Lesen Sie im nächsten Abschnitt: Wie die Jecken im Williamsbau feierten und Hennes zum 1. FC-Köln fand.

Am nachhaltigsten in Erinnerung blieben aber Karnevalsfeiern. Die Jecken entdeckten den Bau schnell für sich. Das Jahr 1948 war schließlich das Jubiläumsjahr für das Festkomitee und die Kölschen Funke rut-wieß. Beide wurden 125 Jahre alt.

Das Zirkus-Management überließ die Aufgabe der Buchung durch Karnevalsgesellschaften Jean Küster, dem damaligen Präsidenten der KG Lyskircher Junge. Als 1949 der erste Rosenmontagszug nach dem Krieg durch die Innenstadt zog, waren auch Zirkustiere von Williams dabei – sogar eine Elefantendame.

Der 1. FC Köln bekommt sein Maskottchen

Eine Karnevalssitzung des 1. FC Köln im Williams-Bau wurde zum historischen Ereignis – nämlich der Geburtsstunde des Geißbocks als FC-Maskottchen. Es war wohl eher eine scherzhafte, karnevaleske Geste, als Harry und Carola Williams am 13. Februar 1950 dem Vorstand des noch jungen Vereins den kleinen Ziegenbock überreichten.

In der heiteren, von Sekt, Wein und Kalter Ente beflügelten Stimmung war ein Name für das Maskottchen schnell gefunden: Der damalige Spielertrainer Weisweiler hieß mit Vornamen Hennes.
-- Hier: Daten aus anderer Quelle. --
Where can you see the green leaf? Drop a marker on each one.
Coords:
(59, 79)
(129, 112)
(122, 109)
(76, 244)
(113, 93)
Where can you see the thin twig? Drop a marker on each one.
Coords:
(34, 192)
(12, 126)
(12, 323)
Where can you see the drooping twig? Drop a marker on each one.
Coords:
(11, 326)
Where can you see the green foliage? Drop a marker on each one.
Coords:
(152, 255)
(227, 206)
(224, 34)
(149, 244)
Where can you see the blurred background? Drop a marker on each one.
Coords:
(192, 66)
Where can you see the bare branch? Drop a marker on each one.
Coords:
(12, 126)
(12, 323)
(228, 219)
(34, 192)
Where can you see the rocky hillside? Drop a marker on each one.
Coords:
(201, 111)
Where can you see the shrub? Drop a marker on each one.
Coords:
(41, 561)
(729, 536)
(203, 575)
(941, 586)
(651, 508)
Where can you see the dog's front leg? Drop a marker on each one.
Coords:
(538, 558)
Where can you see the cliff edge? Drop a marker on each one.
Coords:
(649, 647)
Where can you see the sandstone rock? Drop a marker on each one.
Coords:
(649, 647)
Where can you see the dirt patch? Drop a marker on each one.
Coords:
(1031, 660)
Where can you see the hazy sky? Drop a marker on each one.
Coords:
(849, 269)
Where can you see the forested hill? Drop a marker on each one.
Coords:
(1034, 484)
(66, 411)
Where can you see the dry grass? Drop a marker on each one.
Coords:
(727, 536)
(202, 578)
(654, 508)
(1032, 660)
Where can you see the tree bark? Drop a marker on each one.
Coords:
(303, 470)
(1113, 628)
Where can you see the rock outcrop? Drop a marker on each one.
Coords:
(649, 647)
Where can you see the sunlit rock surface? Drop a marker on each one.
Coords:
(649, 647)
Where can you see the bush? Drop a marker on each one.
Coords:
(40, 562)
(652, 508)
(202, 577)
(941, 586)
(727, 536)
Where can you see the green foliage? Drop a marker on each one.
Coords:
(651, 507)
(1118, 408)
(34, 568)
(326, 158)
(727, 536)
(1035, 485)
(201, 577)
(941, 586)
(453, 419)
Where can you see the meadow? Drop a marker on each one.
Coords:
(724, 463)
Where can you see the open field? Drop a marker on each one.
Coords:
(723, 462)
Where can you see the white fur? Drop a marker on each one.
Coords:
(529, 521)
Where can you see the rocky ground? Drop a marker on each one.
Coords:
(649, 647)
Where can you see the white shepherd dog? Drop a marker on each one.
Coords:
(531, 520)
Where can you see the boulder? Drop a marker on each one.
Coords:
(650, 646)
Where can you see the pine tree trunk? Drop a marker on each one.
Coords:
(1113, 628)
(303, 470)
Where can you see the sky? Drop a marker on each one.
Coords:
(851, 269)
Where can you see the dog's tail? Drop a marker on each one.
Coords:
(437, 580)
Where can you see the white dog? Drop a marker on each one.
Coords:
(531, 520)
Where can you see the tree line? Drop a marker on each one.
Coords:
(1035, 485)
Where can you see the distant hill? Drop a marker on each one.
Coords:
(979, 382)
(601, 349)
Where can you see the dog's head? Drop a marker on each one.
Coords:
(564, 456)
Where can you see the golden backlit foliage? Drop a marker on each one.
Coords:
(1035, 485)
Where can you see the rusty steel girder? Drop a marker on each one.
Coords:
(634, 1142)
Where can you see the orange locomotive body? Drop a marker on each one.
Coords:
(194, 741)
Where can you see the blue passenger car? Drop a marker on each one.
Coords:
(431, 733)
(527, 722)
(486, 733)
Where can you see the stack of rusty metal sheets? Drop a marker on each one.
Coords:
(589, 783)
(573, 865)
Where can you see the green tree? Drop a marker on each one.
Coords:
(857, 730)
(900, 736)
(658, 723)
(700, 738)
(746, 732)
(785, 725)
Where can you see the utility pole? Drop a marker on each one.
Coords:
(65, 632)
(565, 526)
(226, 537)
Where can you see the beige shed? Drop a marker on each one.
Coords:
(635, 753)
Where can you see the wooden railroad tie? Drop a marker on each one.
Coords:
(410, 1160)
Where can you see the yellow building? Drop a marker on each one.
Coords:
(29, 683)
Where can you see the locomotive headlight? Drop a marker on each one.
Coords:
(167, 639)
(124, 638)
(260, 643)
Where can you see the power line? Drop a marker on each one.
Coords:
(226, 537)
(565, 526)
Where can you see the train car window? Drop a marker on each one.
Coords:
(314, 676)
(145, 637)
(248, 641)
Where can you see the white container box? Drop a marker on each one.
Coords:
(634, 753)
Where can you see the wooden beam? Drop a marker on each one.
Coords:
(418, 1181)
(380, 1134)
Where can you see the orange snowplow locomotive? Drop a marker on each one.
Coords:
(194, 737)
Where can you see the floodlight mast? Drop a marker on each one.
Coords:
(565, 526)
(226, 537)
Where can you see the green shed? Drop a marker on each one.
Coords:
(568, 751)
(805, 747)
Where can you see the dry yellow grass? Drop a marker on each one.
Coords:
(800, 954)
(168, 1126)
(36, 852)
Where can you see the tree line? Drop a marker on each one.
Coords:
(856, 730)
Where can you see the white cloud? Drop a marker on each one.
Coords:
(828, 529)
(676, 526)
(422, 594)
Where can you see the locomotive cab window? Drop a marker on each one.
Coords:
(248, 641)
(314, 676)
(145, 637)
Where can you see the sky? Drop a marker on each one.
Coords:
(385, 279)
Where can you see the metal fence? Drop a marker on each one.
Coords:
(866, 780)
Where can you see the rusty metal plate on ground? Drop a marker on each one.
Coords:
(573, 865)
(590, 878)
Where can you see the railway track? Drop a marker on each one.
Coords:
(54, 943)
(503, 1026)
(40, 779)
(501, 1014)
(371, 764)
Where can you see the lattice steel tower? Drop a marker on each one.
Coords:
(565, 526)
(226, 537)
Der erste FC-Geißbock lebte bis 1966. Immerhin zwei Deutsche Meisterschaften durfte er also mitfeiern – das war keinem seiner Nachfolger vergönnt.

Hennes II. war ebenfalls ein Geschenk des Zirkus. Carola Williams war noch bis 1968 Direktorin. Bis zu ihrem Tod am 11. Dezember 1987 war sie eine bedeutende Gönnerin in der Stadt.